We climbed and tried not to let gravity return us to the bottom of the hill, or to the ground.  I took very frequent bearings with the receiver (as I am doing in the photo.)  Finally, after quite some time, I got to the point where it was so loud and so directional that I had to be just about standing on it.  Sickeningly, the antenna beeped loudest as I pointed to the ground.

Hein was on the uphill side, and when I said that the transmitter had to be on the ground, he simply pointed and said "There it is."  Thankfully he was not pointing at an owl-shaped bump...he was pointing at the receiver poking out of the snow.

We picked it up and found it was still attached to the central two tail feathers.  I cleared the snow to make sure there were no other feathers, and there weren't.  It had simply broken off, leaving Patrick without his middle two tail feathers.  (They do this when the molt every year, so it shouldn't be a big hindrance to him.)

I was much lighter in my heart as we carefully negotiated our way down the hill.  Hein did the "butt slide" part of the way.

When we got back to the house we looked at the feathers more closely.  Hein said he made sure not to pinch the shafts when he tied on the transmitters, and the shafts had broken exactly at the leading edge of the transmitter's base plate.  

I'm guessing what happened is that the transmitter's base plate was big enough that it didn't allow the flexibility the tail feathers needed, so instead of just bending when in dense cedar trees like this, the central two tail feathers kinked and eventually broke off.

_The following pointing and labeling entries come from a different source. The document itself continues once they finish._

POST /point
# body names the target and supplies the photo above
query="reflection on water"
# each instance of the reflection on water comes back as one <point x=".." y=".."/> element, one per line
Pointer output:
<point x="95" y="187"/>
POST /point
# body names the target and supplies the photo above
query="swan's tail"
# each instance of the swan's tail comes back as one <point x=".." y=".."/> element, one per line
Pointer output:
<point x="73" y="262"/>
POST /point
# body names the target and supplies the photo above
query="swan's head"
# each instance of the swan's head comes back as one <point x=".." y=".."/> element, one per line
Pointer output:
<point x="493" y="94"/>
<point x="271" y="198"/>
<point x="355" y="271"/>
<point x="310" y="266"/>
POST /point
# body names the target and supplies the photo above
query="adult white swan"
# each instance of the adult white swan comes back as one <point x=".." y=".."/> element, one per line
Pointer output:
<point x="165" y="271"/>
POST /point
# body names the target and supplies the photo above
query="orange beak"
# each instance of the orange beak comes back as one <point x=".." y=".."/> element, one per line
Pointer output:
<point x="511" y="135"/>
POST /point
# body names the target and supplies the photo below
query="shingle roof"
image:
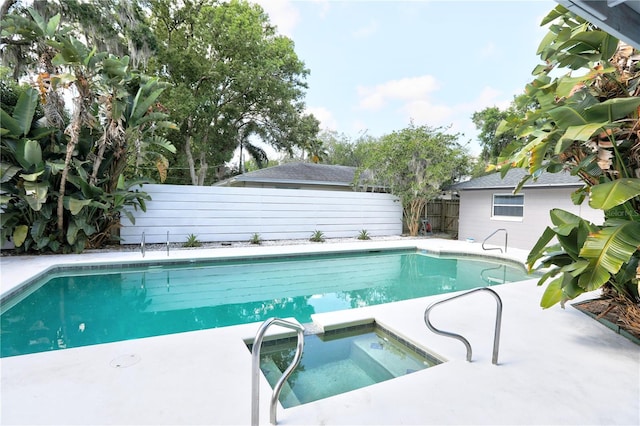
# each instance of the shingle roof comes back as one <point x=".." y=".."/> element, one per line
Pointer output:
<point x="513" y="177"/>
<point x="307" y="173"/>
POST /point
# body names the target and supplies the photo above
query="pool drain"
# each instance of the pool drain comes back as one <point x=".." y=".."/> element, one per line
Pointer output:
<point x="124" y="361"/>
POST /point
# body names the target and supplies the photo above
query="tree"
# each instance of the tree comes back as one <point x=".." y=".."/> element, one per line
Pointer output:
<point x="586" y="124"/>
<point x="414" y="164"/>
<point x="342" y="151"/>
<point x="487" y="122"/>
<point x="75" y="163"/>
<point x="114" y="26"/>
<point x="234" y="80"/>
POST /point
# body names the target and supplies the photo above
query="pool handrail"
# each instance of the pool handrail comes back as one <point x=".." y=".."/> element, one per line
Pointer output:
<point x="496" y="337"/>
<point x="255" y="368"/>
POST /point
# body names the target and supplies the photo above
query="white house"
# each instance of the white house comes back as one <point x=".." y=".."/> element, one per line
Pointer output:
<point x="488" y="203"/>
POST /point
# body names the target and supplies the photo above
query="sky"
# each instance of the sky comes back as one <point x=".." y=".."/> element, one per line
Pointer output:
<point x="376" y="66"/>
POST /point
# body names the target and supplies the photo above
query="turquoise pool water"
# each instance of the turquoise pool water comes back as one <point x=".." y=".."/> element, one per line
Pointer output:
<point x="340" y="362"/>
<point x="85" y="307"/>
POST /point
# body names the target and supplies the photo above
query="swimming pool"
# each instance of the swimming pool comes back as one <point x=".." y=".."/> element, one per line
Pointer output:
<point x="340" y="361"/>
<point x="79" y="307"/>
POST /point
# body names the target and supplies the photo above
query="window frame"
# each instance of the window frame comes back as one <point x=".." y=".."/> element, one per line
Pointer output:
<point x="507" y="217"/>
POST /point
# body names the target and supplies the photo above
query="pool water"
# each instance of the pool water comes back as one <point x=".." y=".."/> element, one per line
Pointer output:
<point x="81" y="307"/>
<point x="340" y="362"/>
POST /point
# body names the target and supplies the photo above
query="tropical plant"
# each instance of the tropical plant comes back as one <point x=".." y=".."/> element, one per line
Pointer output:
<point x="586" y="124"/>
<point x="317" y="237"/>
<point x="63" y="186"/>
<point x="414" y="164"/>
<point x="192" y="241"/>
<point x="364" y="235"/>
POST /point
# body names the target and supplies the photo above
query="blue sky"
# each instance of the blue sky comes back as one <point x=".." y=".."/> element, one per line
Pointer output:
<point x="376" y="65"/>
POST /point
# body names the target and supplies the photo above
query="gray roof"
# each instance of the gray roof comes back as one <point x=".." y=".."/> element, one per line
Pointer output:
<point x="513" y="177"/>
<point x="307" y="173"/>
<point x="620" y="18"/>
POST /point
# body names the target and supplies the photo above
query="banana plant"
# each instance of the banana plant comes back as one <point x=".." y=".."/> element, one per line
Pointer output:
<point x="24" y="183"/>
<point x="585" y="124"/>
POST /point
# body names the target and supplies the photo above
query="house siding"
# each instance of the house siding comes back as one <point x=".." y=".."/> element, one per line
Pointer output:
<point x="236" y="213"/>
<point x="476" y="221"/>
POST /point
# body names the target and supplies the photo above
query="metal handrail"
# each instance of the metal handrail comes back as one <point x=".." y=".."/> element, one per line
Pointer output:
<point x="506" y="236"/>
<point x="504" y="274"/>
<point x="496" y="338"/>
<point x="255" y="368"/>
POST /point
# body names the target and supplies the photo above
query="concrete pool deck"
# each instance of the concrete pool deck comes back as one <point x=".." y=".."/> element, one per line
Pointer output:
<point x="556" y="366"/>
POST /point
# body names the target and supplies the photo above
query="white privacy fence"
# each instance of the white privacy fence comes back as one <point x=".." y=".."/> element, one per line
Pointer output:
<point x="214" y="213"/>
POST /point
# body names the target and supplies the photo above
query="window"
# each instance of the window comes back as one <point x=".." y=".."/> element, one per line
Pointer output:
<point x="508" y="206"/>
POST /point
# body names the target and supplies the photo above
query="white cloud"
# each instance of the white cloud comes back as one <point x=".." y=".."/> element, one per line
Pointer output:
<point x="488" y="51"/>
<point x="407" y="89"/>
<point x="367" y="30"/>
<point x="424" y="112"/>
<point x="488" y="97"/>
<point x="326" y="118"/>
<point x="282" y="13"/>
<point x="324" y="6"/>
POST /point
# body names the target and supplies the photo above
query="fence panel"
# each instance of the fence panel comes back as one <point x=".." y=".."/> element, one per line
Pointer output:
<point x="214" y="213"/>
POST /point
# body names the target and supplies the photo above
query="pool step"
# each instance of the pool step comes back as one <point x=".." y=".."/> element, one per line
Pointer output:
<point x="383" y="359"/>
<point x="273" y="374"/>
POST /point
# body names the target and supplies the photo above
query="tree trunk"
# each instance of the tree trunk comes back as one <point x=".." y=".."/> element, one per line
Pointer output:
<point x="187" y="151"/>
<point x="204" y="167"/>
<point x="412" y="212"/>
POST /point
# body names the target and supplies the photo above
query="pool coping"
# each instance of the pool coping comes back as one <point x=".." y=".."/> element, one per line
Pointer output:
<point x="553" y="366"/>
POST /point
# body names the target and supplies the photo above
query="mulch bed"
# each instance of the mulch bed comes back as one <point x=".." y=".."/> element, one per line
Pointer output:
<point x="622" y="317"/>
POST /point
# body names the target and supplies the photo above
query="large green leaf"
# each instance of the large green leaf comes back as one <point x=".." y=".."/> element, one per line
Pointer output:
<point x="552" y="294"/>
<point x="20" y="234"/>
<point x="567" y="116"/>
<point x="28" y="153"/>
<point x="582" y="132"/>
<point x="9" y="124"/>
<point x="75" y="205"/>
<point x="607" y="250"/>
<point x="25" y="108"/>
<point x="8" y="171"/>
<point x="610" y="194"/>
<point x="36" y="194"/>
<point x="612" y="109"/>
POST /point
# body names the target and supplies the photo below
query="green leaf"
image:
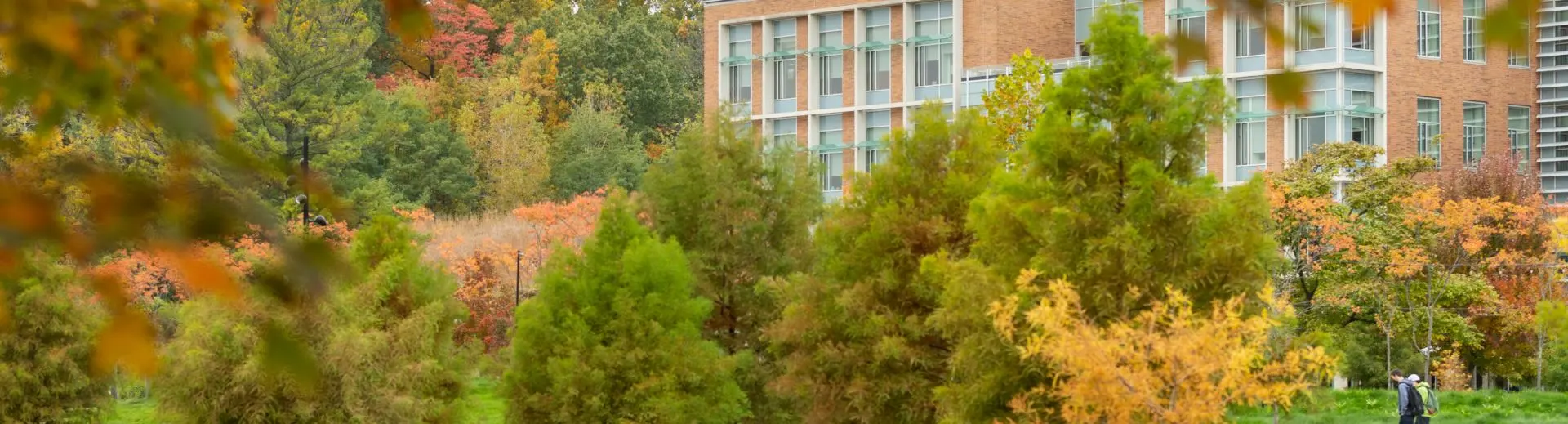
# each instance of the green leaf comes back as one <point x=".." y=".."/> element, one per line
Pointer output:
<point x="283" y="352"/>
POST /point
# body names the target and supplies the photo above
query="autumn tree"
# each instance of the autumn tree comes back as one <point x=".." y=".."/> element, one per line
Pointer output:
<point x="1167" y="363"/>
<point x="1104" y="194"/>
<point x="46" y="346"/>
<point x="853" y="338"/>
<point x="742" y="217"/>
<point x="615" y="333"/>
<point x="595" y="150"/>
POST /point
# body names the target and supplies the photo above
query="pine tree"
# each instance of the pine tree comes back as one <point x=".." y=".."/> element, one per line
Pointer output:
<point x="615" y="337"/>
<point x="853" y="335"/>
<point x="1106" y="194"/>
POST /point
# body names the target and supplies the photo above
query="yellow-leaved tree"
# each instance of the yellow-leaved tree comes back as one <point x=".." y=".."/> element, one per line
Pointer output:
<point x="1164" y="364"/>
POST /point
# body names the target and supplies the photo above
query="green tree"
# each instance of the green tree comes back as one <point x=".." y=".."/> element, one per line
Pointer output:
<point x="46" y="346"/>
<point x="422" y="159"/>
<point x="595" y="150"/>
<point x="615" y="335"/>
<point x="1106" y="194"/>
<point x="742" y="217"/>
<point x="853" y="337"/>
<point x="634" y="49"/>
<point x="380" y="341"/>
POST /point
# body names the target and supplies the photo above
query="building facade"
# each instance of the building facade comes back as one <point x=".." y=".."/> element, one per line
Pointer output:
<point x="835" y="76"/>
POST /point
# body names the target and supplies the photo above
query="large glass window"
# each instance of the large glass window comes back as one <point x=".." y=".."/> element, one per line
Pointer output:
<point x="1429" y="29"/>
<point x="1474" y="46"/>
<point x="1520" y="136"/>
<point x="1084" y="15"/>
<point x="1192" y="25"/>
<point x="879" y="60"/>
<point x="1313" y="25"/>
<point x="1361" y="96"/>
<point x="1474" y="132"/>
<point x="1250" y="42"/>
<point x="1429" y="126"/>
<point x="737" y="74"/>
<point x="933" y="59"/>
<point x="783" y="134"/>
<point x="1252" y="132"/>
<point x="784" y="66"/>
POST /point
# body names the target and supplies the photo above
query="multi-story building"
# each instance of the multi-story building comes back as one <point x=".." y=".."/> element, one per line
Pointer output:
<point x="835" y="76"/>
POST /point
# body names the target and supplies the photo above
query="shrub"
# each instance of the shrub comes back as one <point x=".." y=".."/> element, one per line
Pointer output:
<point x="613" y="337"/>
<point x="380" y="340"/>
<point x="46" y="349"/>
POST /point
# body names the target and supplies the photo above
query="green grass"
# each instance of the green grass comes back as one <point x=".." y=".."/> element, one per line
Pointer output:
<point x="1377" y="405"/>
<point x="483" y="405"/>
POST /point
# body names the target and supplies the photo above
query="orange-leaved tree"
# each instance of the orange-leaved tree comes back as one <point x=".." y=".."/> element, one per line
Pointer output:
<point x="1164" y="364"/>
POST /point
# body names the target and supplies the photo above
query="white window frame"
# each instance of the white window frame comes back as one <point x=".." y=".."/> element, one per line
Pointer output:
<point x="1474" y="46"/>
<point x="1474" y="134"/>
<point x="1520" y="136"/>
<point x="1429" y="29"/>
<point x="1429" y="124"/>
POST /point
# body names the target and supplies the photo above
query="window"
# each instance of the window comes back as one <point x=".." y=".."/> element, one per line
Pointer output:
<point x="1428" y="127"/>
<point x="879" y="124"/>
<point x="933" y="61"/>
<point x="1474" y="46"/>
<point x="830" y="68"/>
<point x="1520" y="136"/>
<point x="1361" y="91"/>
<point x="1249" y="42"/>
<point x="1474" y="132"/>
<point x="1252" y="132"/>
<point x="1429" y="29"/>
<point x="783" y="134"/>
<point x="1084" y="15"/>
<point x="1313" y="27"/>
<point x="784" y="66"/>
<point x="1192" y="25"/>
<point x="737" y="76"/>
<point x="879" y="61"/>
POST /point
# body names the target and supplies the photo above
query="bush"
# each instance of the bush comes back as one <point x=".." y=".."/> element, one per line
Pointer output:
<point x="381" y="344"/>
<point x="613" y="337"/>
<point x="46" y="349"/>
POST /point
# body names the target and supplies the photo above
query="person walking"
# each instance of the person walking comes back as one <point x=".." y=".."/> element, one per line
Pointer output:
<point x="1429" y="401"/>
<point x="1409" y="404"/>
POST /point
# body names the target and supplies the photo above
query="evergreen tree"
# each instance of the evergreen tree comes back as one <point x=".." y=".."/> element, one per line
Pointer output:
<point x="1106" y="194"/>
<point x="615" y="337"/>
<point x="853" y="335"/>
<point x="742" y="217"/>
<point x="46" y="346"/>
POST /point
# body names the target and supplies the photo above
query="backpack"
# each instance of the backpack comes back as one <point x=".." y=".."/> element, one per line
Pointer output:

Hein went out looking for Patience later, without luck.  I suspect we'll find her transmitter too.  This isn't an unusual type of mount, and I think it's used on Peregrine Falcons.  But perhaps Great Horned Owl feathers need to work in a different way??  Not sure what happened here.  But at any rate, Patrick's free and unable to be tracked, other than his begging calls.  He was in the yard begging early this morning again, so I set up the two swimming pools the owlets used for rat catching outside, complete with dead gophers.  I hope he figures it out if he needs it.

We'll try again on Monday on a different landowner's property to find Patience's transmitter.